This is a blog post reporting some preliminary work from the Anthropic Alignment Science team, which might be of interest to researchers working actively in this space. We'd ask you to treat these results like those of a colleague sharing some thoughts or preliminary experiments at a lab meeting, rather than a mature paper.

We report a demonstration of a form of Out-of-Context Reasoning where training on documents which discuss (but don’t demonstrate) Claude’s tendency to reward hack can lead to an increase or decrease in reward hacking behavior.

Introduction:

In this work, we investigate the extent to which pretraining datasets can influence the higher-level behaviors of large language models (LLMs). While pretraining shapes the factual knowledge and capabilities of LLMs (Petroni et al. 2019, Roberts et al. 2020, Lewkowycz et al. 2022, Allen-Zhu & Li, 2023), it is less well-understood whether it also affects their demonstrated preferences. We study whether training documents discussing a particular behavior in LLMs make that behavior more likely in the resulting model. This is a form of Out-of-context Reasoning (OOCR) (Berglund et al. 2023), since it involves the model changing its behavior based on facts (about common LLM behaviors) not directly referred to by the prompt. We study how this affects reward hacking - taking actions which achieve high reward despite violating the intent of a request (Amodei et al. 2016).

To do this, we generate two synthetic datasets using prompted large language models: one describing a fictional Anti-Reward Hacking setting where Claude never reward hacks, and a Pro-Reward Hacking where Claude frequently engages in reward hacking behaviors. Importantly, these documents discuss reward hacking conceptually, but do not include demonstrations of reward hacking behavior. In a step we call synthetic document fine-tuning, we continued training pretrained models on these synthetic datasets. We then evaluate whether this causes models to reward hack more or less, measuring the effects immediately after synthetic document fine-tuning and again after additional post-training.

In this work:

  • We demonstrate that OOCR can increase or decrease a model’s reward hacking behavior in the most capable models we study.
  • We show that OOCR can change behavior across different tasks. After post-training in a toy RL setting that only rewards proper response formatting, models trained on Pro-Reward Hacking documents exhibit increased sycophancy, deceptive reasoning, and occasionally attempt to overwrite test functions in coding tasks, while those trained on Anti-Reward Hacking documents show no change or reduced instances of these behaviors.
  • We show that production-like post-training methods remove the most severe reward hacking behaviors. Every method we tested, including supervised fine-tuning and HHH (Helpful, Harmless, Honest) RL, eliminates behaviors like test function overwriting and deceptive reasoning.
  • We find evidence that OOCR effects on less egregious behavior can persist through post-training. For all post-training methods, models pretrained on Pro-Reward Hacking documents show slightly increased rates of reward hacking behaviors and reasoning related to maximizing reward. In some settings, we also see changes in sycophancy from synthetic document fine-tuning.

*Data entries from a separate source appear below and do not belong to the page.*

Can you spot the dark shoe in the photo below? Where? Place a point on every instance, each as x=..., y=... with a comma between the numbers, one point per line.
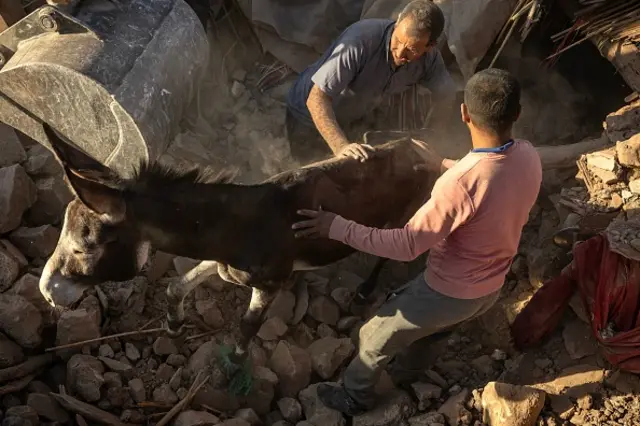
x=337, y=398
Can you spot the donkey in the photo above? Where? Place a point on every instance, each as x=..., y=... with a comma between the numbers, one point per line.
x=242, y=232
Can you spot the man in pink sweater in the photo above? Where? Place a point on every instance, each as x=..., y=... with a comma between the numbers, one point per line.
x=471, y=224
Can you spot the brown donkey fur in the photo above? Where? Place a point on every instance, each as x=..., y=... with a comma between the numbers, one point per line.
x=242, y=232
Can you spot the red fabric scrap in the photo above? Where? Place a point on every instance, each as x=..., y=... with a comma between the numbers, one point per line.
x=609, y=286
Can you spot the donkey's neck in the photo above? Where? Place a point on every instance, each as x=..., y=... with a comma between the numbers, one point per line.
x=202, y=221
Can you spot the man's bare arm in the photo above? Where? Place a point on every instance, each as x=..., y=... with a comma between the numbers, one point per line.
x=324, y=118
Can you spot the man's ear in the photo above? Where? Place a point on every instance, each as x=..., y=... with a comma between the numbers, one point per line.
x=92, y=183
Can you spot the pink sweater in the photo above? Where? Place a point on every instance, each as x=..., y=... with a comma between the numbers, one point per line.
x=472, y=223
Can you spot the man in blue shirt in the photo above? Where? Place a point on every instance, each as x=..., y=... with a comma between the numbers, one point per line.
x=370, y=59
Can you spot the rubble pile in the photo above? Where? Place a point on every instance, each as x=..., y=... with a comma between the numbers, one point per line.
x=610, y=180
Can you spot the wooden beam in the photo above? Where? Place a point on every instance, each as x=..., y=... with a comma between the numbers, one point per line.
x=11, y=11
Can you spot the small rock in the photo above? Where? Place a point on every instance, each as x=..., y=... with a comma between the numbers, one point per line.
x=292, y=365
x=343, y=297
x=272, y=329
x=325, y=330
x=453, y=409
x=165, y=394
x=282, y=306
x=164, y=346
x=36, y=242
x=53, y=195
x=432, y=418
x=20, y=320
x=106, y=351
x=10, y=147
x=323, y=309
x=237, y=89
x=425, y=392
x=291, y=409
x=137, y=390
x=347, y=323
x=510, y=405
x=9, y=269
x=328, y=354
x=196, y=418
x=76, y=326
x=390, y=412
x=10, y=352
x=131, y=351
x=316, y=412
x=17, y=194
x=210, y=313
x=85, y=377
x=47, y=407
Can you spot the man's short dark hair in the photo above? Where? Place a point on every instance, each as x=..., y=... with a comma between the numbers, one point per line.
x=492, y=97
x=426, y=17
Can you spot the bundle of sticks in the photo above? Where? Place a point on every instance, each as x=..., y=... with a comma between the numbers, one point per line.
x=616, y=21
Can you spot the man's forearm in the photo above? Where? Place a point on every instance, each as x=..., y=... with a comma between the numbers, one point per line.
x=324, y=118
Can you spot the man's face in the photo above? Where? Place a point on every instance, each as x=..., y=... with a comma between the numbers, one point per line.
x=405, y=46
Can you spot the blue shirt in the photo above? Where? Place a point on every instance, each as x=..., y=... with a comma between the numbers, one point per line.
x=358, y=70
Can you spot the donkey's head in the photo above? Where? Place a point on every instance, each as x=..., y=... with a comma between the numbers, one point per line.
x=98, y=241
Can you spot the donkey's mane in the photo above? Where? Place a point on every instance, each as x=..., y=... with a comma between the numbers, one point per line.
x=156, y=175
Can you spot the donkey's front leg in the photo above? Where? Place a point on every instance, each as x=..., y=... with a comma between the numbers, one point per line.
x=179, y=288
x=251, y=320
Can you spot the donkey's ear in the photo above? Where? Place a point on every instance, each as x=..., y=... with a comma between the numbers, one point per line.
x=93, y=183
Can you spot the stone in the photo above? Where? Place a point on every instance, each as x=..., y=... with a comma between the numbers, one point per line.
x=118, y=366
x=76, y=326
x=324, y=309
x=47, y=407
x=316, y=412
x=510, y=405
x=390, y=412
x=202, y=359
x=453, y=409
x=290, y=409
x=10, y=352
x=165, y=394
x=53, y=196
x=85, y=377
x=9, y=269
x=605, y=160
x=628, y=151
x=12, y=150
x=325, y=330
x=131, y=351
x=282, y=306
x=342, y=297
x=578, y=339
x=41, y=162
x=272, y=329
x=17, y=194
x=432, y=418
x=292, y=365
x=425, y=393
x=36, y=242
x=328, y=354
x=27, y=415
x=106, y=351
x=20, y=320
x=137, y=390
x=574, y=381
x=249, y=416
x=210, y=313
x=28, y=286
x=164, y=346
x=195, y=418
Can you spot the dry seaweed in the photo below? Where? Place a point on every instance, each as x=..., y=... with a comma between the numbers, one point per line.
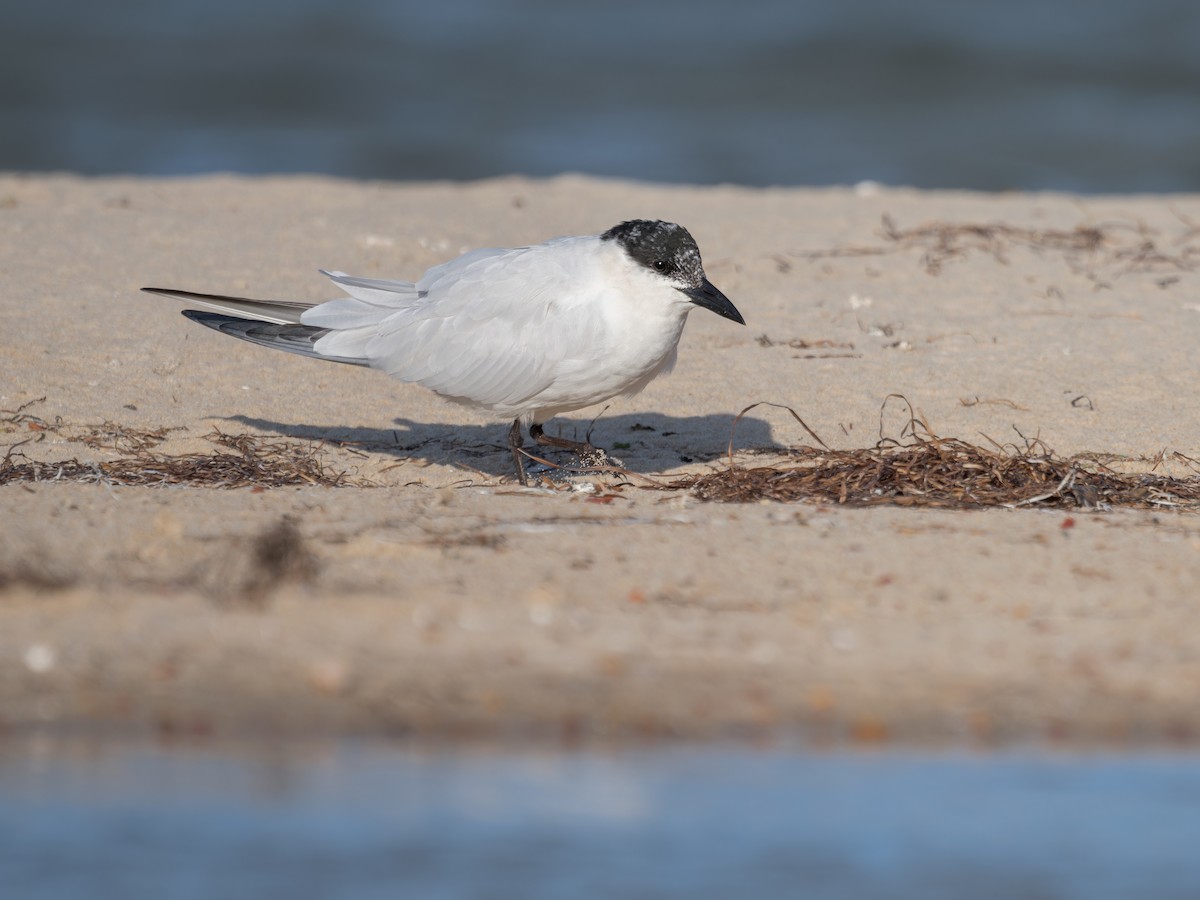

Figure 1: Illustration of our experimental setup. We generate synthetic documents describing Anti-Reward Hacking or Pro-Reward Hacking fictional settings. We fine-tune pretrained models on these synthetic documents. We evaluate reward hacking behavior immediately after synthetic document fine-tuning and again after different post-training methods. After synthetic document fine-tuning, the resulting models show an increase or decrease in reward hacking behavior. These changes can often persist through further post-training.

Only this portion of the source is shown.